Wpływ ustawy na prognozy inflacyjne
Podczas spotkania z dziennikarzami, Adam Glapiński wyjaśnił, że obecny model ekonometryczny, oparty na aktualnych zapisach ustawy o ochronie odbiorców energii na rok 2025, przewiduje, że inflacja osiągnie swój szczyt w pierwszym kwartale przyszłego roku. Następnie prognozowany jest jej spadek, jednak od końca trzeciego kwartału inflacja zacznie gwałtownie rosnąć. Ustawa zakłada zamrożenie cen energii elektrycznej dla gospodarstw domowych do końca września 2025 roku, co ma istotny wpływ na te prognozy.

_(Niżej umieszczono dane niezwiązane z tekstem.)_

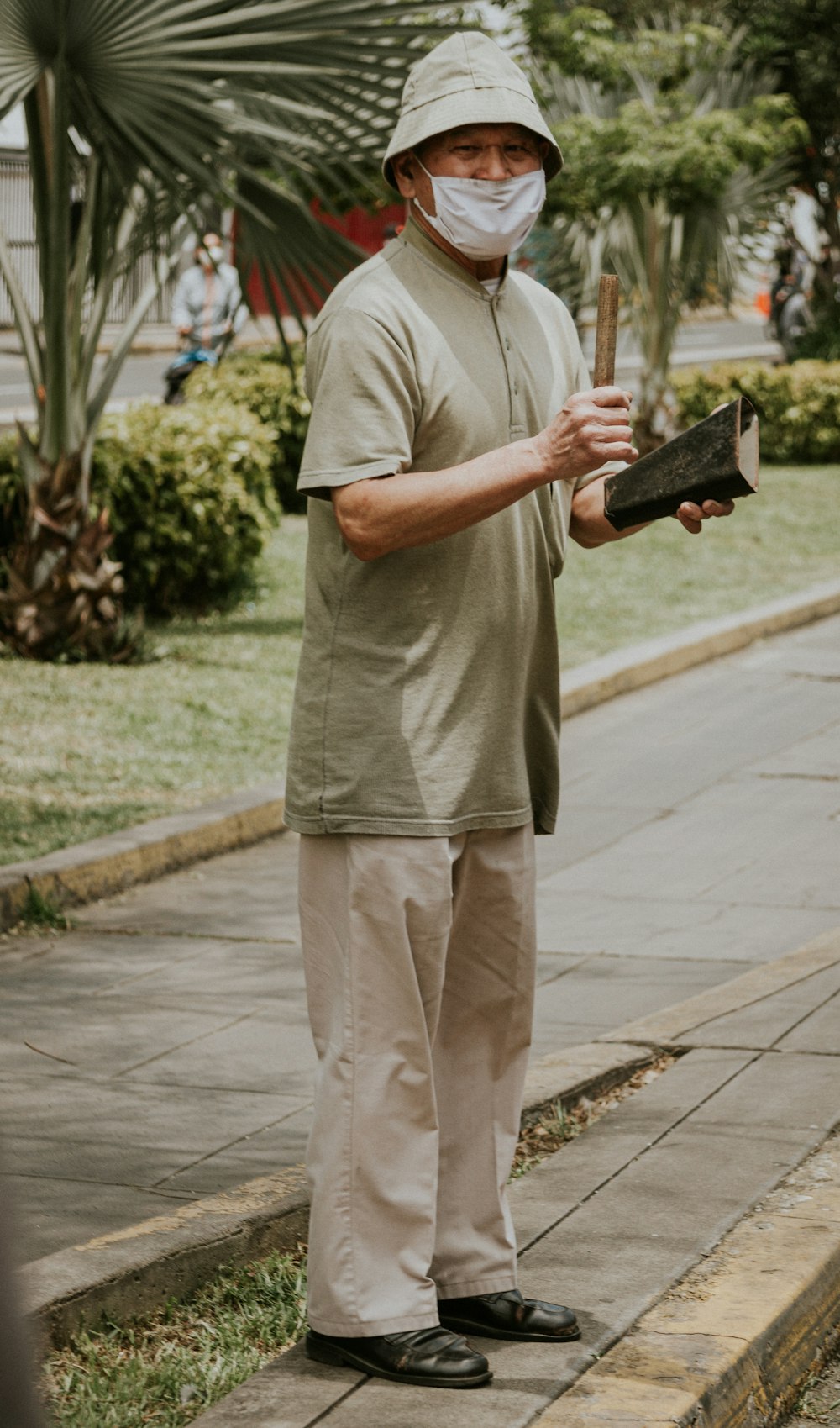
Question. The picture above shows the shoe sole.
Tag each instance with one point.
(341, 1358)
(486, 1331)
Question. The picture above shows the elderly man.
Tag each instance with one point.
(453, 447)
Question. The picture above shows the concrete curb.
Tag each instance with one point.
(676, 1025)
(732, 1344)
(659, 659)
(120, 860)
(134, 1270)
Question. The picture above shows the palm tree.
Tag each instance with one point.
(139, 113)
(664, 224)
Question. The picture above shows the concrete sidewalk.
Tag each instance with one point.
(160, 1051)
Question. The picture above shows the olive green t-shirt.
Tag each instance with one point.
(428, 688)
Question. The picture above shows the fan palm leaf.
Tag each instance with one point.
(140, 113)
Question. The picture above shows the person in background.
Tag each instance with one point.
(207, 308)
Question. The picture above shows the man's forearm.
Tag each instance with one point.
(590, 526)
(418, 507)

Dylematy Rady Polityki Pieniężnej
Prezes NBP zauważył, że w oparciu o wcześniejsze dane, Rada Polityki Pieniężnej mogłaby rozważać obniżenie stóp procentowych już po marcowej projekcji inflacji. Jednak obecna sytuacja stawia przed Radą trudne pytania. Czy można zdecydować się na obniżenie stóp procentowych, wiedząc, że po wyborach prezydenckich ceny energii ponownie wzrosną, co pociągnie za sobą wzrost inflacji? To kluczowy dylemat, z którym muszą się zmierzyć decydenci.
Przesunięcie celu inflacyjnego
Adam Glapiński podkreślił, że w związku z obowiązującą ustawą, osiągnięcie celu inflacyjnego przesuwa się o około pół roku. Zamiast na początku, cel ten zostanie osiągnięty dopiero pod koniec 2026 roku. To znaczące przesunięcie, które ma istotne konsekwencje dla polityki monetarnej kraju. Wnioski te wynikają z analizy obecnej sytuacji gospodarczej oraz przewidywanych zmian na rynku energii.
Wszystkie te czynniki będą miały wpływ na przyszłe decyzje dotyczące polityki pieniężnej, a także na stabilność gospodarczą kraju. Prezes NBP zaznaczył, że konieczne jest dokładne monitorowanie sytuacji i podejmowanie decyzji w oparciu o rzetelne analizy i prognozy.